The solution to these problems is to be able to translate the knowledge the system learned on some voices, to other voices. For this, we abandon the idea of the multiclass classifier, and frame the voice prediction as a link prediction problem. We want to link two notes if they are consecutive in the same voice. This has the advantage of breaking a complex problem into a set of very simple problems where for each pair of notes we predict again a binary label telling whether the two notes are linked or not. This approach is also valid for chords, as you see in the low voice of this picture.
This process will create a graph which we call an output graph. To find the voices we can simply compute the connected components of the output graph!
To re-iterate, we formulate the problem of voice and staff separation as two binary prediction tasks.
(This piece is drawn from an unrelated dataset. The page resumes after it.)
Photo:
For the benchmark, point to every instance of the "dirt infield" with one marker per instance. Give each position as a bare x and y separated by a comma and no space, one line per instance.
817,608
- For staff separation, we predict the staff number for each note,
- and to separate voices we predict links between each pair of notes.
While not strictly necessary, we found it useful for the performance of our system to add an extra task:
- Chord prediction, where similar to voice, we link each pair of notes if they belong to the same chord.
Let’s recap what our system looks like until now, we have three binary classifiers, one that inputs single notes, and two that input pairs of notes. What we need now are good input features, so our classifiers can use contextual information in their prediction. Using deep learning vocabulary, we need a good note encoder!
We choose to use a Graph Neural Network (GNN) as a note encoder as it often excels in symbolic music processing. Therefore we need to create a graph from the musical input.
For this, we deterministically build a new graph from the Quantized midi, which we call input graph.
Creating these input graph can be done easily with tools such as GraphMuse.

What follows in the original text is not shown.